Ces appétits ou ces répugnances et aversions sont
appelés mouvemens de l’ame, non qu’elle change de
place ou qu’elle se transporte d’un lieu à un autre ;
mais c’est que, comme le corps s’approche ou
s’éloigne en se mouvant, ainsi l’ame par ses appétits
ou aversions s’unit avec les objets ou s’en sépare.
Ces choses étant posées, nous pouvons définir la
passion un mouvement de l’ame, qui, touchée du
plaisir ou de la douleur ressentie ou imaginée dans
un objet, le poursuit ou s’en éloigne : si j’ai faim,
je cherche avec passion la nourriture nécessaire ; si
je suis brûlé par ce feu, j’ai une forte passion de
m’en éloigner.
On compte ordinairement onze passions, que nous allons
rapporter et définir par ordre.
L’amour est une passion de s’unir à quelque chose. On
aime une nourriture agréable, on aime l’exercice de
la chasse. Cette passion fait qu’on aime de s’unir à
ces choses, et de les avoir en sa puissance.

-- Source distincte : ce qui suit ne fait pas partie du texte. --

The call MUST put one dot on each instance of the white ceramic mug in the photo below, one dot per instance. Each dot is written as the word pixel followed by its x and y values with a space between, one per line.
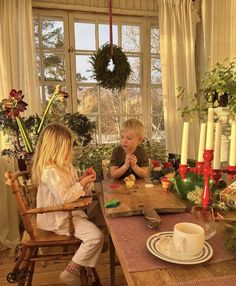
pixel 188 238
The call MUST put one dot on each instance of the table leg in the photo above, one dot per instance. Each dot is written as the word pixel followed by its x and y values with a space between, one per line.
pixel 112 261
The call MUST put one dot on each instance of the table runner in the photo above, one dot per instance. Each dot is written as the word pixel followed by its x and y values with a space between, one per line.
pixel 133 232
pixel 229 280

La haine, au contraire, est une passion d’éloigner
de nous quelque chose ; je hais la douleur ; je hais
le travail ; je hais une médecine pour son mauvais
goût ; je hais un tel homme qui me fait du mal ; et
mon esprit s’en éloigne naturellement.
Le désir est une passion qui nous pousse à rechercher
ce que nous aimons, quand il est absent.
L’aversion, autrement nommée la fuite ou l’éloignement,
est une passion d’empêcher que ce que nous haïssons
ne nous approche.
La joie est une passion par laquelle l’ame jouit du
bien présent et s’y repose.
La tristesse est une passion par laquelle l’ame
tourmentée du mal présent, s’en éloigne autant qu’elle
peut et s’en afflige.
Jusqu’ici les passions n’ont eu besoin, pour être
excitées, que de la présence ou de l’absence de leurs
objets : les cinq autres y ajoutent la difficulté.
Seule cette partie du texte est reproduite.